SETEMBRO DE 1943 (um dia depois do pedido)

Mais lágrimas.

  Ultimamente sempre que possível eu ás liberava. Estava deitada em minha cama, com todos os pensamentos divididos entre a noite anterior e aquela fatídica manhã.

  Nada que fazia dava certo, mais uma vez minha ignorância havia sido responsável pela dor de outra pessoa que amava...

 -Ficarás o dia inteiro neste quarto ou fará algo de útil?

  Finquei as unhas no travesseiro e respirei fundo, estava prestes á dar uma resposta nada educada, porém ao encará-la foi possível ver toda sua dor e sofrimento. Naquele momento ambas sofríamos pelo mesmo motivo. Limitei-me a levantar da cama.

 -O médico já foi?

 -Acabou de sair. E ela perguntou por você.

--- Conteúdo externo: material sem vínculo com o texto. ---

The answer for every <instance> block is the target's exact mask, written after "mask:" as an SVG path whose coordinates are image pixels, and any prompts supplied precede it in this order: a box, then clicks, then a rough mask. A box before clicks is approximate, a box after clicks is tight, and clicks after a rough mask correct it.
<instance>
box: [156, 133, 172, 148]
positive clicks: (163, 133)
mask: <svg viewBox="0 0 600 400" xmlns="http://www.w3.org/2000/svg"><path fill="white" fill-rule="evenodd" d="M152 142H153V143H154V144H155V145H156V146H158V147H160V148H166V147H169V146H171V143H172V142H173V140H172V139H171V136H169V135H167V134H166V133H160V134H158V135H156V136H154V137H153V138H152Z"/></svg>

  Passei por Elisa e andei á passos largos até seu quarto, assim que entrei fechei a porta silenciosamente inalando o adocicado aroma de seu perfume preferido, dado pelo meu pai antes dele partir.

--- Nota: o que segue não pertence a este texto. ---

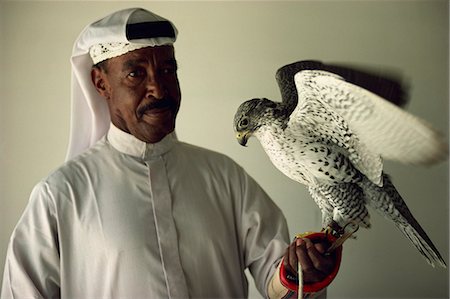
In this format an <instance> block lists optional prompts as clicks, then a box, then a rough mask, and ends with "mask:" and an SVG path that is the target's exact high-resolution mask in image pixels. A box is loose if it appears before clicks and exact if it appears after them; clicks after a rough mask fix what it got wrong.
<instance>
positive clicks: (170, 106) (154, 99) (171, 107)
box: [137, 97, 175, 117]
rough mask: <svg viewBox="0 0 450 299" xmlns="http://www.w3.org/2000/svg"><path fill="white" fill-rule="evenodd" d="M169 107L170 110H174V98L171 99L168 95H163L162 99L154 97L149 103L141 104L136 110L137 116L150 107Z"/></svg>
mask: <svg viewBox="0 0 450 299" xmlns="http://www.w3.org/2000/svg"><path fill="white" fill-rule="evenodd" d="M165 108H170V109H172V110H175V103H174V100H172V99H171V98H169V97H165V98H162V99H154V100H153V101H151V102H150V103H146V104H145V105H143V106H141V107H139V108H138V110H137V115H138V116H139V117H142V115H144V113H145V112H147V111H148V110H152V109H165Z"/></svg>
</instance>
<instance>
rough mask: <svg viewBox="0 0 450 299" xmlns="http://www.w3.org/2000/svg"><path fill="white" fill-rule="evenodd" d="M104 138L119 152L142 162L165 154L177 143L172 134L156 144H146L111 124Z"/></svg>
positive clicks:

  O quarto deles poderia ser chamado de sofisticado e aconchegante; com cores claras nas paredes, um enorme guarda-roupa de madeira, ao lado uma porta cor de vinho dava no banheiro particular deles, do outro lado havia uma penteadeira com todos seus perfumes e maquiagens que papai á presenteou, e no centro, de frente pra janela havia uma enorme cama com cobertor vermelho e felpudo que a cobria quase totalmente.

  Mamãe me olhou com um maravilhoso sorriso, na tentativa de esconder toda sua dor, porém seus olhos azuis revelavam tudo. Ela fez sinal para que eu me sentasse ao seu lado. Dei a volta na cama e aconcheguei-me em seus braços.

  Ficamos daquele jeito por alguns minutos, apenas apreciando a presença uma da outra; então quando ela falou sua voz frágil foi capaz de causar uma enorme dor em meu corpo.

 -Recebi uma visita hoje.

 -O doutor acabou de sair, ele disse que você está melhorando e isso é ótimo.

  Nem deu para ouvir seu riso. –E você mente tão mal quanto seu pai. –Antes que pudesse responder ela continuou. –Na verdade, depois que o doutor me passou as receitas ele misteriosamente se transformou em uma jovem de cabelos avermelhados com a pele quase que prateada...

  Prendi a respiração e á encarei. –A senhora á viu?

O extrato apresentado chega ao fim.